Il existe onze jardins partagés. — F. Scheiber/20 Minutes archive

Une binette, des plants et de la bonne humeur. C'est la recette qui fait fureur sur les parcelles des jardins partagés de la Ville rose. Samedi, celui des Castors de l'Hers était officiellement inauguré plus de deux ans après avoir germé dans la tête de familles du quartier. Ce mercredi, c'est ceux de Monlong et du Tintoret qui ouvrent leurs portes au grand public. Au total, huit sites de ce type sont jardinés sur le territoire de la Ville rose et trois doivent commencer à être cultivés d'ici à la fin du mois de juin, notamment à la Reynerie et aux Arènes romaines. Au total, 20 000 m2 exploités par les habitants en partenariat avec les centres sociaux ou des associations.

Un outil de lien social


Un phénomène de société qui suscite un réel engouement. «Notre souhait est de créer un jardin partagé par quartier car c'est un vecteur de lien formidable. Après, il faut voir ce qui est de l'ordre du faisable. Avant de lancer un projet, nous voulons nous assurer de la qualité des sols et que chaque jardin créé soit pérenne», estime Elisabeth Toutut-Picard, adjointe au développement durable.
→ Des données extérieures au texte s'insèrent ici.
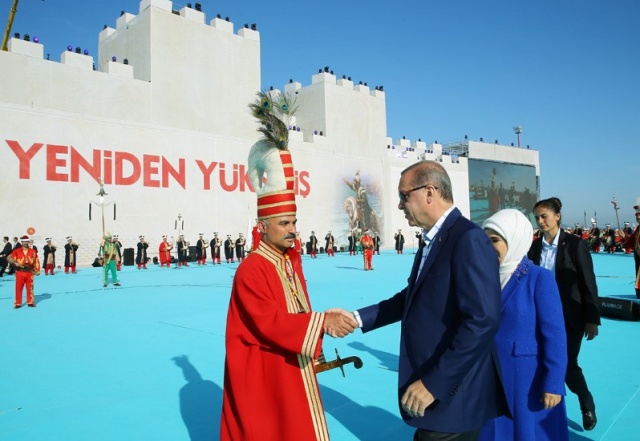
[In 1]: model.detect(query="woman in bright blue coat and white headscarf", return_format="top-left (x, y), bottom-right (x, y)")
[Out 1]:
top-left (480, 209), bottom-right (569, 441)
Les amateurs du concept espèrent que cette volonté s'enracinera au-delà des intentions. «C'est un outil de lien social important et il faut continuer sur la dynamique de quatre ouvertures par an et pas simplement mettre à disposition des terrains aux habitants qui ne seront pas impliqués. Aujourd'hui il y a plus d'une quinzaine de projets qui attendent d'être validés», plaide Alice Thouvenin de l'association Partageons les Jardins, spécialisée dans l'accompagnement de ces projets.

■ Ginestous

La précédente municipalité avait dans ses cartons un projet de jardin potager de 5 hectares dans le quartier de Ginestous. «Rien n'est annulé. Il faut conforter ce qui a été lancé», assure Elisabeth Toutut.